# Data Structures

It is a mistake to think of data structures as *inventions* of computer science.

The reason we need stacks, queues, and trees is that they mimic the way we already think about the world.

We saw that decision trees model a decision-making process not unlike ones we use in our daily lives.
The shoes you have on are a function of the weather, occasion, and several other factors.

But more generally, trees give us a way to represent hierarchical relationships.
These occur when we're talking about genealogy, organizational structure, file systems, 
parsing languages like HTML, and countless other cases.

Today we'll take a look at data structures, and discuss where they might be useful.

## Common Data Structures

* Arrays
* Linked Lists
* Hash Tables
* Stacks
* Queues
* Priority Queues / Heaps
* Trees
* Graphs

## Lists vs. Arrays

Arrays are collections of items that are stored in contiguous memory.

How does Python's list work?

When you create a new list, Python allocates a block of memory that is large enough to hold the list (and then some).

When you add an item to the list, Python checks to see if there is enough space in the block of memory.  If there isn't, Python allocates a new block of memory that is larger than the previous one, copies the contents of the old block into the new block, and then adds the new item to the new block.

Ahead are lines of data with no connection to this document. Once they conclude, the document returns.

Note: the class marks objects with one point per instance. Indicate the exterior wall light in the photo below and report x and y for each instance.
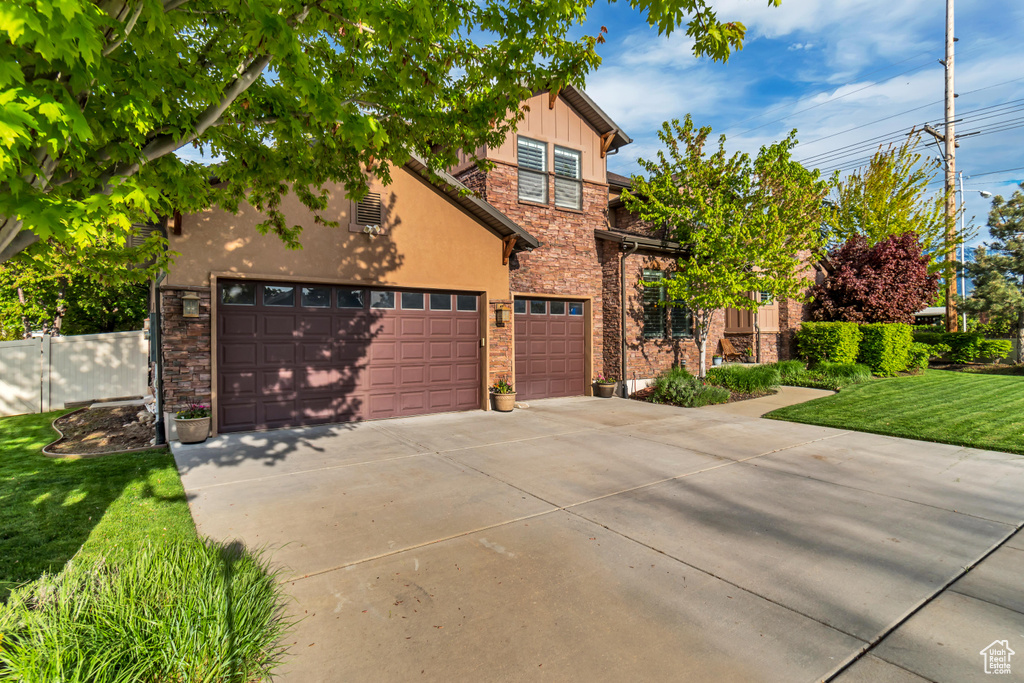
(189, 304)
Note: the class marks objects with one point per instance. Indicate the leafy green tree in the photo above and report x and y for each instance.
(288, 94)
(890, 198)
(51, 290)
(997, 269)
(749, 224)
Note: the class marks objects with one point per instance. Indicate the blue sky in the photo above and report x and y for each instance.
(825, 67)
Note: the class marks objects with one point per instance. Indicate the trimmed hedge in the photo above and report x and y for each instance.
(836, 342)
(742, 379)
(885, 347)
(966, 346)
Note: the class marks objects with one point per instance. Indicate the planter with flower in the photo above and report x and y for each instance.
(503, 395)
(604, 386)
(193, 423)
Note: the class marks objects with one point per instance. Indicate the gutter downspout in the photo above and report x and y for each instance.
(156, 344)
(622, 309)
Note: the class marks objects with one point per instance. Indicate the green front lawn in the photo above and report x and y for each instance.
(977, 411)
(51, 508)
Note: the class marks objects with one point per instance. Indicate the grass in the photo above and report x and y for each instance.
(105, 506)
(183, 611)
(963, 409)
(102, 578)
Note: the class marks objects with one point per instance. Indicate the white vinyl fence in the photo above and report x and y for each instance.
(44, 373)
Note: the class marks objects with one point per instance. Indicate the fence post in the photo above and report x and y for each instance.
(44, 375)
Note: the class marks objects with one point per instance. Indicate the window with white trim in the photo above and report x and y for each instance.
(653, 312)
(532, 170)
(568, 182)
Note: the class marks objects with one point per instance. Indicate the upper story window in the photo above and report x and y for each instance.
(568, 183)
(532, 170)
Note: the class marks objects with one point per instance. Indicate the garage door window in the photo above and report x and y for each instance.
(274, 295)
(412, 300)
(349, 298)
(440, 302)
(382, 299)
(316, 297)
(239, 294)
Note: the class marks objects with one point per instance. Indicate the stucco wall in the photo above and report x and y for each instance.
(430, 243)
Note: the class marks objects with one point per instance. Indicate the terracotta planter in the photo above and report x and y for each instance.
(193, 431)
(504, 402)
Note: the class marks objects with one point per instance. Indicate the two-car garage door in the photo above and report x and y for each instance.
(292, 354)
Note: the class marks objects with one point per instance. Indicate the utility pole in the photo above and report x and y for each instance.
(950, 144)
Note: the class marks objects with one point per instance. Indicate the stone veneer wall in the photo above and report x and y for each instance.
(645, 358)
(566, 263)
(500, 344)
(186, 349)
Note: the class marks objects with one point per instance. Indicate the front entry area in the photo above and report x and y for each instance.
(291, 354)
(550, 348)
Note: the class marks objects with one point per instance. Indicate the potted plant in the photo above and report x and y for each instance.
(504, 395)
(604, 386)
(193, 423)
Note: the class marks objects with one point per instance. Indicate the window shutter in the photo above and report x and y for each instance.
(368, 212)
(682, 322)
(653, 314)
(532, 170)
(568, 188)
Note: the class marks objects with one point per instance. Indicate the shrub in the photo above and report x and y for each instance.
(918, 356)
(832, 376)
(756, 379)
(845, 373)
(995, 349)
(838, 342)
(790, 370)
(964, 346)
(182, 611)
(885, 347)
(680, 388)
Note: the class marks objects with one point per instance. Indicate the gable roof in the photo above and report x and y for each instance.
(595, 116)
(483, 212)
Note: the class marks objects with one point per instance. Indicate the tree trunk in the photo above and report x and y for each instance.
(1020, 337)
(25, 318)
(61, 308)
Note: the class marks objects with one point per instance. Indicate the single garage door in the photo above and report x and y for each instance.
(292, 354)
(549, 348)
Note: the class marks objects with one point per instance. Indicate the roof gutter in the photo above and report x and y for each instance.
(622, 310)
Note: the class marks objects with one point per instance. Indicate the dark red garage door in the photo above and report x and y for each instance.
(549, 348)
(292, 354)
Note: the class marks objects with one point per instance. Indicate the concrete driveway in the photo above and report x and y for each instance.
(590, 539)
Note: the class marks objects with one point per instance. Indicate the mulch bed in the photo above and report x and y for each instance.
(102, 430)
(734, 396)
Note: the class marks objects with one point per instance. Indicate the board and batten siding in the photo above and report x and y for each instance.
(46, 373)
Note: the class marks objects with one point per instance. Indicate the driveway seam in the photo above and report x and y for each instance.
(924, 602)
(556, 508)
(890, 496)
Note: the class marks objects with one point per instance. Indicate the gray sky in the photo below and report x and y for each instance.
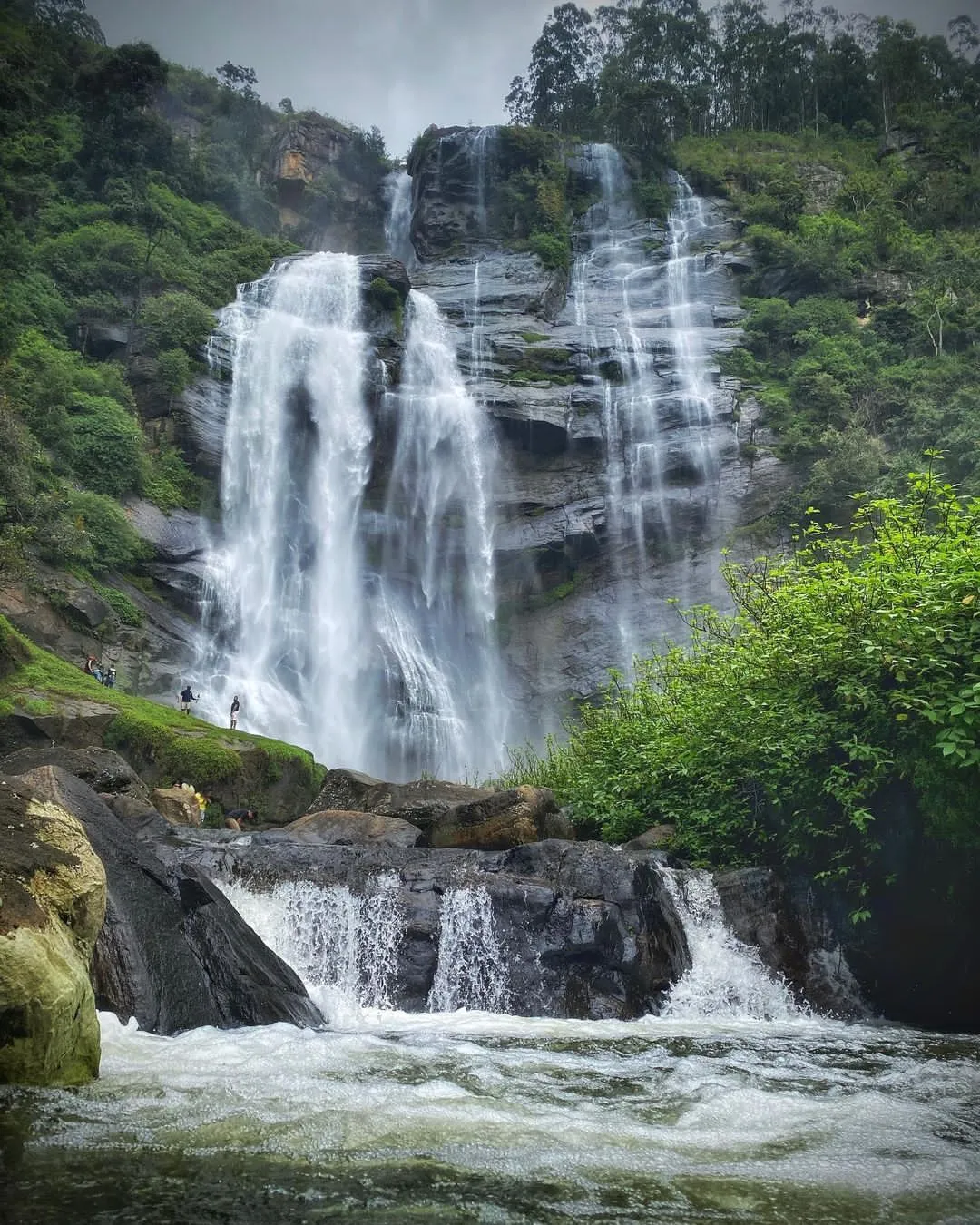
(399, 64)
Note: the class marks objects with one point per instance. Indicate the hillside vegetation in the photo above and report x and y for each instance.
(130, 209)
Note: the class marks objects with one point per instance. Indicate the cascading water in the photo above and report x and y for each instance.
(727, 980)
(642, 321)
(289, 608)
(435, 603)
(364, 633)
(329, 936)
(471, 972)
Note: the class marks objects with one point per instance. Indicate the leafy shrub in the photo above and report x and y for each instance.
(102, 446)
(175, 321)
(111, 542)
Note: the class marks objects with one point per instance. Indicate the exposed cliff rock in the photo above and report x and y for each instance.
(585, 930)
(544, 364)
(52, 906)
(173, 952)
(328, 182)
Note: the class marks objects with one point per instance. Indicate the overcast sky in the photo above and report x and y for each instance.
(399, 64)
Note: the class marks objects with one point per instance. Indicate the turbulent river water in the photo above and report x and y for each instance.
(697, 1116)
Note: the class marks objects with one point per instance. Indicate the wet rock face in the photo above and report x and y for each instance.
(585, 931)
(546, 354)
(172, 952)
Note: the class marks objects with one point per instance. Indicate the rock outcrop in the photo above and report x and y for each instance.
(585, 930)
(52, 906)
(172, 952)
(544, 361)
(450, 814)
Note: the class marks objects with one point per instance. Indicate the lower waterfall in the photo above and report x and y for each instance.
(471, 972)
(727, 977)
(329, 936)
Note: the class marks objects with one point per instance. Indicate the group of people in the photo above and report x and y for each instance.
(188, 696)
(104, 674)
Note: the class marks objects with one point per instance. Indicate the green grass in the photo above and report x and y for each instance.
(164, 744)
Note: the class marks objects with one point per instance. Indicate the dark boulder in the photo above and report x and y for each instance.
(173, 952)
(503, 819)
(584, 930)
(101, 769)
(793, 936)
(353, 829)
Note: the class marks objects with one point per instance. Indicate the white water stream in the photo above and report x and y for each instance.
(699, 1117)
(644, 316)
(354, 622)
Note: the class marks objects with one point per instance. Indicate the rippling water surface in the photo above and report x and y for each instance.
(492, 1119)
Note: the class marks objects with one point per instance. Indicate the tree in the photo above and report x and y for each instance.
(560, 84)
(239, 80)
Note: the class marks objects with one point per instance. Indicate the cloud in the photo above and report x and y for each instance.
(398, 64)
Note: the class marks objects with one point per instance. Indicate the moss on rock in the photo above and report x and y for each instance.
(52, 906)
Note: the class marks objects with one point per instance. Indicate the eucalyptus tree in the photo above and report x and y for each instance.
(559, 91)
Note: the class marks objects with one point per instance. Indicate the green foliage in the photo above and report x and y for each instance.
(107, 541)
(552, 249)
(169, 745)
(849, 669)
(102, 446)
(175, 321)
(120, 603)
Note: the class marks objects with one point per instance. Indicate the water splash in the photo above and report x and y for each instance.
(727, 980)
(642, 321)
(287, 614)
(361, 632)
(329, 936)
(471, 972)
(435, 593)
(398, 220)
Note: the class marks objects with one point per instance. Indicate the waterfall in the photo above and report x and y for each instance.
(642, 321)
(398, 222)
(478, 142)
(364, 632)
(288, 612)
(331, 936)
(435, 591)
(471, 972)
(727, 979)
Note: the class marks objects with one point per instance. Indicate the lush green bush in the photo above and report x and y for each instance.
(108, 539)
(175, 321)
(102, 446)
(849, 667)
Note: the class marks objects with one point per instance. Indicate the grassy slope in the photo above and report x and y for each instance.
(164, 745)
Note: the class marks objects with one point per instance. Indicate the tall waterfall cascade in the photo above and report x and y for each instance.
(727, 980)
(398, 220)
(361, 630)
(642, 303)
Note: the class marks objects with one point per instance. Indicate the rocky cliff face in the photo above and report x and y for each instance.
(566, 361)
(625, 461)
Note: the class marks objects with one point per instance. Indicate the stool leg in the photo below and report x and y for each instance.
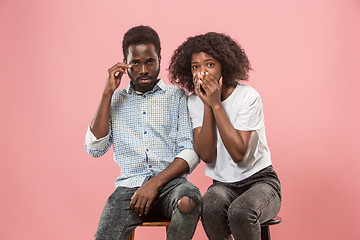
(265, 233)
(132, 236)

How fast are lists (in terms of time complexity)?

* Insertion? At beginning? End?
* Deletion?
* Lookup of Nth item?

## Contiguous Memory

There are additional advantages to having data stored in truly contiguous memory.

While Python's implementation of a list uses a hybrid approach, Python does provide an `array` module that lets you define arrays of contiguous memory. It is difficult to use, and requires careful attention to type safety in a way normal Python code does not.

It does however form the basis for NumPy's types an in turn pandas, and other tools rely heavily on contiguous memory.
This is why applying a function across a DataFrame can be much faster than iterating one item at a time.

## Linked Lists

Linked lists are collections of items that are stored in non-contiguous memory.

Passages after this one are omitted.